Nonprofit group takes message of active citizenship to Boston youth
Published: Monday, February 13, 2012
Updated: Monday, February 13, 2012 07:02
Daniels implemented the curriculum in a classroom of eighth−graders.
"For eighth−graders, specifically, the action plans they picked weren't huge changes in their community," she said. "But for them, what's really important is to know that they can have a voice and there are people they can contact, and to give them the skills [they need], like teamwork−building and writing skills."
At Tufts, Jumbos are encouraged to be active citizens, as well as to voice their opinions openly. Generation Citizen presents a new challenge, however, in directing that perspective to students in low−income schools who may not have had the same experiences that current Tufts students had when they were younger.
"Most Tufts students know we have some sort of power to change things," Kroetch said. "But its not just the mentors going out and being active citizens, it's creating a new generation of students that are also learning how to be active citizens and how to participate, making sure that the Civic Engagement Gap shrinks."

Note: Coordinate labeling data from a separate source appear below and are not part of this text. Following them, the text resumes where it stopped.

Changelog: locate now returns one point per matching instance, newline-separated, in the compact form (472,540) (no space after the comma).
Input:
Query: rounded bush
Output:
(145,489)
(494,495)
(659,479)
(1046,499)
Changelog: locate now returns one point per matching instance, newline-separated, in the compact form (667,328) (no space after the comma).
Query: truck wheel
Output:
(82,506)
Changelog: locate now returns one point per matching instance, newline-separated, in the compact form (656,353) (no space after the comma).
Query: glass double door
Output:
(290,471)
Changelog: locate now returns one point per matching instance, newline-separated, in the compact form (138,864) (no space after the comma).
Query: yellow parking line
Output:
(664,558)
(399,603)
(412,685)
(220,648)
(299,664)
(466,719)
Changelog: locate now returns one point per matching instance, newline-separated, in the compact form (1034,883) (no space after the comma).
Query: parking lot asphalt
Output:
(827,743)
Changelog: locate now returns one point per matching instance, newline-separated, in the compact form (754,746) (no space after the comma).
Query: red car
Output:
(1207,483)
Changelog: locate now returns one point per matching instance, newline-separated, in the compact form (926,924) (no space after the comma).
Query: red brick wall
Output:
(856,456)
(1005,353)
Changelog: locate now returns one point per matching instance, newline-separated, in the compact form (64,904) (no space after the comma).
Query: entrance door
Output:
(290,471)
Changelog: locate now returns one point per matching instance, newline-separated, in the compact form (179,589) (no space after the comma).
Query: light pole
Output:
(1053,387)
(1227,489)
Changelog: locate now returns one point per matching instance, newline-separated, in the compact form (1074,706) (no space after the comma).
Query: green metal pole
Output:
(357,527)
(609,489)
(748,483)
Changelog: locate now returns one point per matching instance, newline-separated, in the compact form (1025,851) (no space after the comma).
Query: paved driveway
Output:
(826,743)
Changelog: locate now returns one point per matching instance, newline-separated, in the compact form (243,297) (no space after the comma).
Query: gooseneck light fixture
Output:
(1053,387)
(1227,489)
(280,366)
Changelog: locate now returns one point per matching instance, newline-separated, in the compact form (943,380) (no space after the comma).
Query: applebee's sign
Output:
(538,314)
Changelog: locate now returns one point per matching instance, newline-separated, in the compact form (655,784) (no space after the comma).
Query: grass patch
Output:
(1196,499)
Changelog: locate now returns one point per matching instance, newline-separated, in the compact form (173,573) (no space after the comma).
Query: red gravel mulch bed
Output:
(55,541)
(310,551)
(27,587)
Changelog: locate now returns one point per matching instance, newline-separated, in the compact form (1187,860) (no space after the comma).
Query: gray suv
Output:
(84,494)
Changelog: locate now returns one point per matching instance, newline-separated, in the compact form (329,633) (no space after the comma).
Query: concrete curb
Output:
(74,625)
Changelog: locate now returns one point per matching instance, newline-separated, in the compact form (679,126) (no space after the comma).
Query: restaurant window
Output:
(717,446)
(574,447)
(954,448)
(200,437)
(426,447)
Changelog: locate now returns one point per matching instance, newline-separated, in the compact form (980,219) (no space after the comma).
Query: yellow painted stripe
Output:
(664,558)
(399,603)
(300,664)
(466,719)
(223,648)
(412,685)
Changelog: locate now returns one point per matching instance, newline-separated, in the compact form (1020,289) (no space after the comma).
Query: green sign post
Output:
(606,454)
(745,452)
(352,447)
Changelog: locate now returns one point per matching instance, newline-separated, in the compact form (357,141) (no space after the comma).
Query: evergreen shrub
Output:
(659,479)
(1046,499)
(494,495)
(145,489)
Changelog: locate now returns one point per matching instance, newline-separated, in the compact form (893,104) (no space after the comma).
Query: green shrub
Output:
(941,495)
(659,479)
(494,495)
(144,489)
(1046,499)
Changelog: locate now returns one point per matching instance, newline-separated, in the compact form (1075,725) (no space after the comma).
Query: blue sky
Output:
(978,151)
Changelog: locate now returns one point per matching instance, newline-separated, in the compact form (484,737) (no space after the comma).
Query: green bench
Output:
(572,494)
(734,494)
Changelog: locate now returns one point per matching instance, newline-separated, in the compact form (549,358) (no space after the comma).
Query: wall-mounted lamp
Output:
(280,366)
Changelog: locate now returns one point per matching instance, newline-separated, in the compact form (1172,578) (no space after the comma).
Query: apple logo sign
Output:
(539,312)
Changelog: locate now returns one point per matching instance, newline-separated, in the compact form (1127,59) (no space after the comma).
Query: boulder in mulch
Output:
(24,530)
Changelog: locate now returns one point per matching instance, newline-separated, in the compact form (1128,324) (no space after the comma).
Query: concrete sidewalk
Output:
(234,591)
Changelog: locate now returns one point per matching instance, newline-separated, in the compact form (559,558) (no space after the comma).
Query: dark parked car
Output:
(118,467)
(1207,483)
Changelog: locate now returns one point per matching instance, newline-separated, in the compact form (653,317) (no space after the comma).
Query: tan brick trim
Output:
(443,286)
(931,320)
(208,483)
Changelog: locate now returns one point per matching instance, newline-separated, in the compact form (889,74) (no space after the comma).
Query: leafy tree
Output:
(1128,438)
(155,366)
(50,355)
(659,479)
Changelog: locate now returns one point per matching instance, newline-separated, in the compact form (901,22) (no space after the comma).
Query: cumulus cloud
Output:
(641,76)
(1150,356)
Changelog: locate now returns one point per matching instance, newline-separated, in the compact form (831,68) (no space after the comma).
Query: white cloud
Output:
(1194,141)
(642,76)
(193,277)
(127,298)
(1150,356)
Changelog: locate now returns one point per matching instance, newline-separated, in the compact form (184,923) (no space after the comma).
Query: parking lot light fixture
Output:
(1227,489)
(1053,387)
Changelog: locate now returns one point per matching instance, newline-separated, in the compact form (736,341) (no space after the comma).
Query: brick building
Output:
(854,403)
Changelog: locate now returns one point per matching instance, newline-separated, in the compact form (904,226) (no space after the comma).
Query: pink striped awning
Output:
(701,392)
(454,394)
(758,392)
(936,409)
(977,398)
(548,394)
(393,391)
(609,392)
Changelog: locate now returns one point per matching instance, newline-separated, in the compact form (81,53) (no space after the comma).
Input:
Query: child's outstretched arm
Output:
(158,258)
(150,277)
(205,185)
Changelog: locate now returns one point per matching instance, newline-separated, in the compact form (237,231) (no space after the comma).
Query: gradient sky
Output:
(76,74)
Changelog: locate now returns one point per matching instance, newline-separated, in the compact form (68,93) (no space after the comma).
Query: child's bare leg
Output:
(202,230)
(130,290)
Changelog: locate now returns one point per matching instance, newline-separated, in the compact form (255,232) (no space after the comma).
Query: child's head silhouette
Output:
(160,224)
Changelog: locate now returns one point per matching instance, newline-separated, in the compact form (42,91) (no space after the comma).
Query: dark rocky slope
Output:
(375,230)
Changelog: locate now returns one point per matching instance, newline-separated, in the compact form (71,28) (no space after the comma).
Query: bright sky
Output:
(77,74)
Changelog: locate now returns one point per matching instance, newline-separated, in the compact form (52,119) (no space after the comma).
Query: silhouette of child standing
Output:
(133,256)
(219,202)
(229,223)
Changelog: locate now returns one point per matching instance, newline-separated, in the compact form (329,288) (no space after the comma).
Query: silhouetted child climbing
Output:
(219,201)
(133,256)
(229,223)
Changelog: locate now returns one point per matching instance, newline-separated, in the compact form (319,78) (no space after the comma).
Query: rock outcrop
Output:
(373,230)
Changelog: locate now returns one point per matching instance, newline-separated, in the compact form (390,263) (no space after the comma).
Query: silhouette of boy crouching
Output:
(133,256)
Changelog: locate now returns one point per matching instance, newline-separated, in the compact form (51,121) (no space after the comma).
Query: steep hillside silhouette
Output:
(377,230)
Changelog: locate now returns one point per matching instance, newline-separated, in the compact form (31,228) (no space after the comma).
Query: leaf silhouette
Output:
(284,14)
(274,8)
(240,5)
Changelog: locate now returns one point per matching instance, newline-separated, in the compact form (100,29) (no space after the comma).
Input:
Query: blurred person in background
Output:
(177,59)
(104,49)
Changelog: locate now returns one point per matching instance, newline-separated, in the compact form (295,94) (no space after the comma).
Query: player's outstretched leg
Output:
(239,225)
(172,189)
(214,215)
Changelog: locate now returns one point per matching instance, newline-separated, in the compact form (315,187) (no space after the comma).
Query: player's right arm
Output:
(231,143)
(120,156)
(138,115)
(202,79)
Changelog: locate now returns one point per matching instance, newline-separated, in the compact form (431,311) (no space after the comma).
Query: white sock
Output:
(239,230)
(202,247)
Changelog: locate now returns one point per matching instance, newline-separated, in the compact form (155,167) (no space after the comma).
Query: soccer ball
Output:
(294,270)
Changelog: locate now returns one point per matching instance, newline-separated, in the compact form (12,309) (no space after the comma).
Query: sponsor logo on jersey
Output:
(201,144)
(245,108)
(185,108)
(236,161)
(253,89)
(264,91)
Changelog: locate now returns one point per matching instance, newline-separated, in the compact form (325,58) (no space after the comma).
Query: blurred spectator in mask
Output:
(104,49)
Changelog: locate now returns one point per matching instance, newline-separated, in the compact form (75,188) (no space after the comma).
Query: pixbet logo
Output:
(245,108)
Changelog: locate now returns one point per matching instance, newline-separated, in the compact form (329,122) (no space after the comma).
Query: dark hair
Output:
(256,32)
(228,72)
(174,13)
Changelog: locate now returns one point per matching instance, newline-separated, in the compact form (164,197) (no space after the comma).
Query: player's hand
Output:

According to Levine, the age that GC targets — secondary school students — is critical. If the students are not reached now, the Civic Engagement Gap will remain great and the students may not learn that they should be involved in the democratic process, he said.
"It's really a formative age. We know that if you are not engaged when you're an adolescent, the chances you're going to be engaged later are much lower," Levine said. "So it's really the point where huge gaps in participation open up, and they're very hard to close."
GC mentors realize that this is the case, and commit themselves to a semester teaching students who often approach their project pessimistically, according to Blakesley, doubtful that they can actually make a difference. Ultimately, however, as the action parts of the curriculum emerge, the students begin to feel engaged and have a desire to participate, Blakesley said.
"Tufts is very into making change in the world," Daniels said. "We start with young kids so that they can have a voice early on and get to college to do the kind of things that Tufts students do."